Essa limitação, enfatiza o juiz, é provisória e poderá ser revista após a chegada de informações técnicas da Funai.
Funai sai do polo passivo, mas permanece no caso
Um ponto relevante da decisão foi a exclusão da União Federal e da Funai como rés do processo. O juiz entendeu que não havia pedido direto contra elas no tocante à posse ou retirada dos indígenas. No entanto, a Funai permanece como terceira interessada, e foi intimada a apresentar toda a documentação técnica referente ao processo demarcatório.
Na prática, o juiz exige que o órgão finalmente forneça os materiais necessários para instruir a disputa territorial, passo há anos cobrado pelos Turiwara.
A decisão de Tucuruí tem peso jurídico e político significativo. O magistrado reconhece que a proteção da posse tradicional independe do término do processo demarcatório. Isso reforça a interpretação constitucional que garante direitos originários, não subordinados a formalidades administrativas.
Ao priorizar a integridade física e cultural dos Turiwara diante da incerteza fundiária, o juiz segue a orientação moderna de proteção máxima aos povos tradicionais, especialmente em áreas onde há risco de violência.
Reação judicial à escalada de conflitos no Pará
A região amazônica vive uma intensificação de conflitos envolvendo empresas de grande porte, comunidades tradicionais e interesses fundiários. A decisão funciona como um alerta: a Justiça Federal não tolerará práticas de intimidação ou coerção contra grupos vulneráveis.
Por outro lado, ao estabelecer que os indígenas não ampliem sua ocupação, o juiz sinaliza que a decisão não pretende inviabilizar a empresa, mas criar um espaço de equilíbrio, evitando que o caso se transforme em um embate generalizado enquanto a documentação técnica é reunida.
Os próximos passos
Com a determinação judicial, a Agropalma deverá se posicionar formalmente e apresentar comprovações e mapas.

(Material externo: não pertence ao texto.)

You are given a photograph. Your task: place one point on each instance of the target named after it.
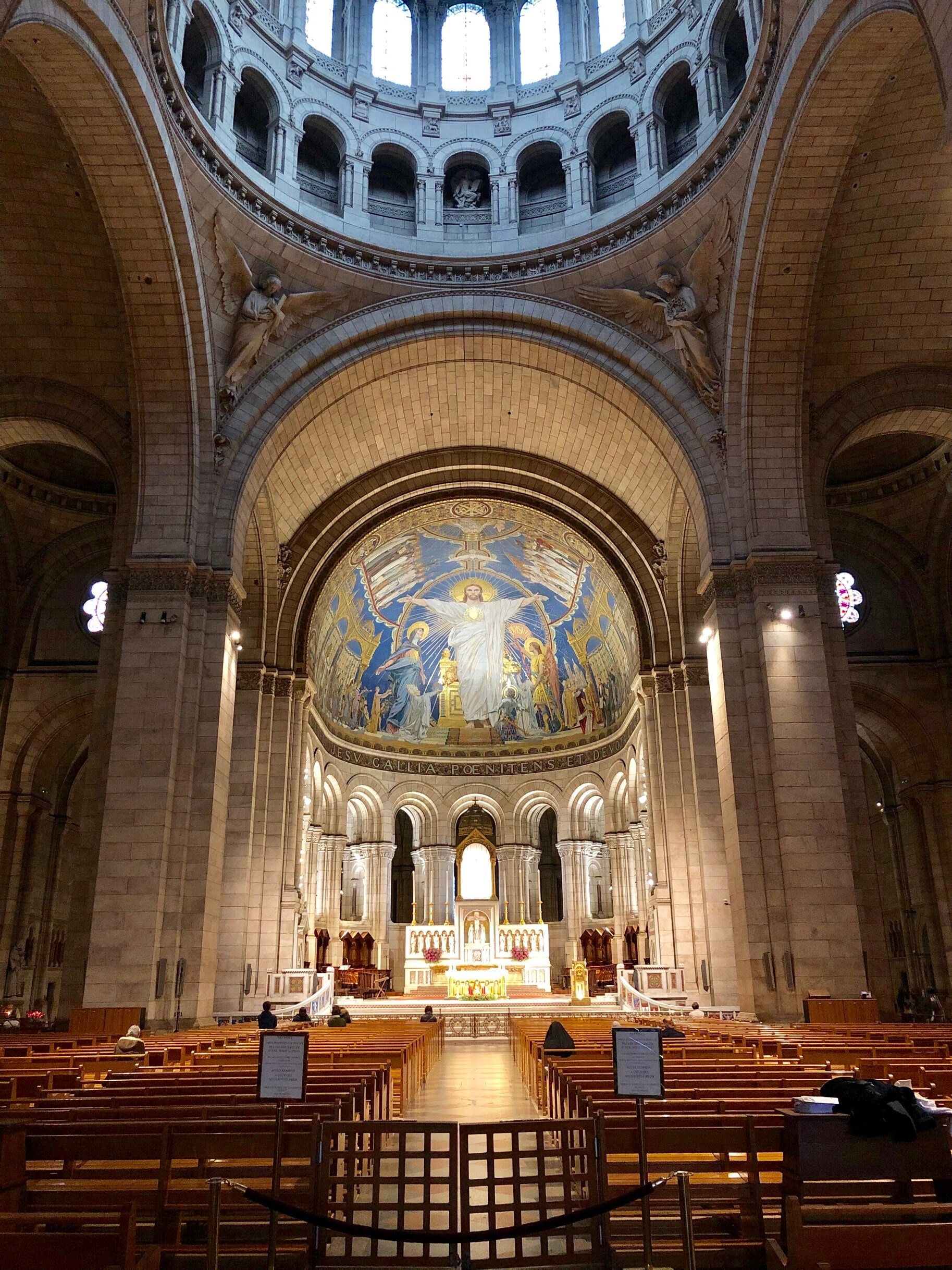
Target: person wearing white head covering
(131, 1043)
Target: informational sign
(282, 1067)
(639, 1064)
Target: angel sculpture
(681, 308)
(259, 316)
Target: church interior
(476, 554)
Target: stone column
(577, 857)
(376, 859)
(328, 863)
(782, 790)
(160, 861)
(178, 15)
(440, 864)
(22, 816)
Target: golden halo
(459, 590)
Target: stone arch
(528, 808)
(109, 111)
(827, 83)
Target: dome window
(392, 192)
(540, 48)
(391, 41)
(611, 23)
(319, 167)
(252, 121)
(681, 118)
(319, 26)
(465, 50)
(542, 200)
(615, 162)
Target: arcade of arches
(440, 610)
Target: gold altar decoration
(476, 983)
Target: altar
(476, 953)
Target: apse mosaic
(473, 624)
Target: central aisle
(474, 1081)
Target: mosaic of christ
(473, 624)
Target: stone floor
(474, 1081)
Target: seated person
(131, 1043)
(558, 1041)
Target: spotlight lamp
(786, 613)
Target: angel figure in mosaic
(679, 305)
(262, 312)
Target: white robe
(478, 639)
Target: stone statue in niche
(686, 298)
(467, 188)
(261, 309)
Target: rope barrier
(451, 1237)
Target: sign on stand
(639, 1062)
(282, 1067)
(282, 1077)
(639, 1073)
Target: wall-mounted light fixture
(786, 613)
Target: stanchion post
(687, 1225)
(214, 1224)
(642, 1171)
(276, 1183)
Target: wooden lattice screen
(521, 1171)
(388, 1174)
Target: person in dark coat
(558, 1041)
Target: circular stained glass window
(94, 607)
(848, 597)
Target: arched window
(540, 50)
(252, 120)
(391, 41)
(94, 607)
(848, 597)
(611, 23)
(681, 117)
(466, 68)
(319, 26)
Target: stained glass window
(94, 607)
(849, 599)
(319, 25)
(466, 50)
(391, 41)
(611, 23)
(540, 50)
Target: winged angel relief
(261, 313)
(681, 308)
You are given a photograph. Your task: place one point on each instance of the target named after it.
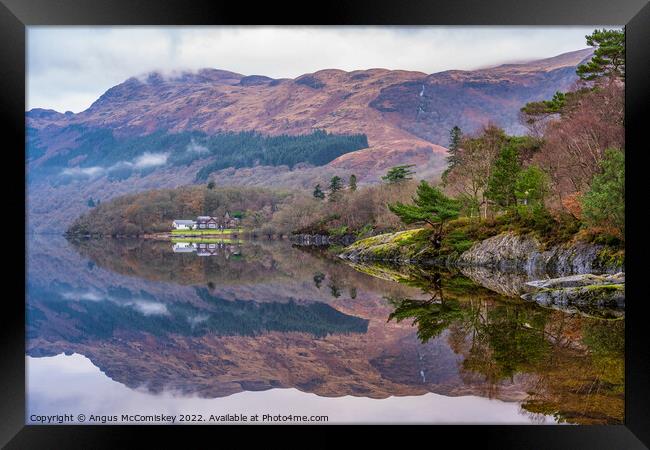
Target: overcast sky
(69, 67)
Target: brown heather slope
(405, 115)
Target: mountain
(164, 131)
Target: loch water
(120, 329)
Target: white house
(184, 247)
(183, 224)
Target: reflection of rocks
(143, 315)
(602, 295)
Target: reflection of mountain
(97, 316)
(331, 340)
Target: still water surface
(147, 327)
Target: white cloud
(150, 160)
(70, 67)
(148, 308)
(194, 147)
(83, 171)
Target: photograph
(333, 224)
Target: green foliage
(336, 185)
(430, 205)
(604, 203)
(501, 184)
(609, 57)
(352, 182)
(318, 192)
(554, 106)
(531, 186)
(431, 318)
(398, 174)
(153, 211)
(119, 155)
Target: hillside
(145, 123)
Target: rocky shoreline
(580, 277)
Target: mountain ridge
(405, 115)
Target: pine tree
(398, 174)
(609, 57)
(431, 206)
(531, 186)
(501, 184)
(455, 136)
(336, 184)
(318, 192)
(352, 182)
(604, 203)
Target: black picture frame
(15, 15)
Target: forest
(120, 155)
(563, 180)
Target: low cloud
(85, 172)
(91, 296)
(147, 160)
(149, 308)
(195, 147)
(70, 67)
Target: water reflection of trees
(571, 366)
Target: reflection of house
(183, 224)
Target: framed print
(386, 216)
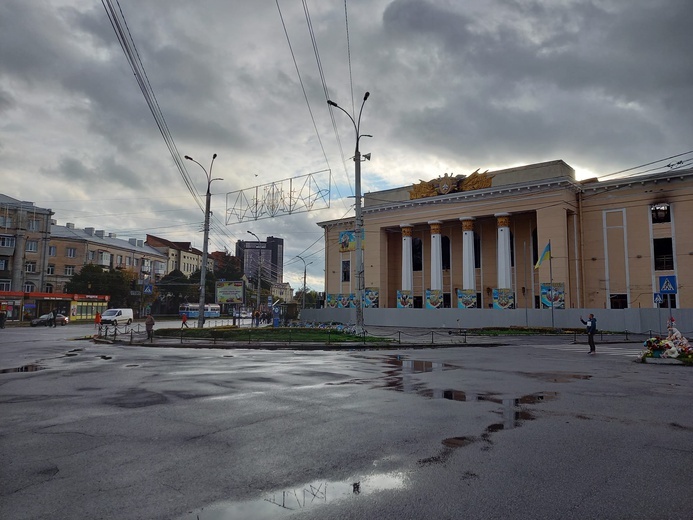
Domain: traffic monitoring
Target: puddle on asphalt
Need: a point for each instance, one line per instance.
(25, 368)
(281, 503)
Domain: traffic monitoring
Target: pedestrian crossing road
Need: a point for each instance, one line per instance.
(631, 351)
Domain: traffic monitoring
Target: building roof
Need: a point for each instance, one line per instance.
(101, 239)
(7, 201)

A Funai, por sua vez, terá prazo para entregar documentação que há anos não avançava com celeridade.
A continuidade da permanência dos Turiwara e a evolução do processo dependerão desses documentos, que definirão a extensão territorial do litígio e o peso jurídico dos títulos derrubados pelo Iterpa.
Enquanto isso, a decisão estabelece uma trégua obrigatória: proíbe o uso da força e impõe regras rígidas para manter a paz na área.
O que a decisão significa
A decisão da Justiça Federal de Tucuruí não encerra o conflito fundiário, mas abre um novo capítulo, no qual a lei e a proteção constitucional aos povos originários finalmente funcionam como barreira à violência.
Para os Turiwara, o ato representa mais que uma decisão jurídica: é um reconhecimento simbólico e prático de sua existência, resistência e direito de continuar vivendo segundo seus modos de vida tradicionais.
Para a Agropalma, significa a necessidade de rever condutas e apresentar ao Judiciário documentos sólidos de sua titularidade fundiária.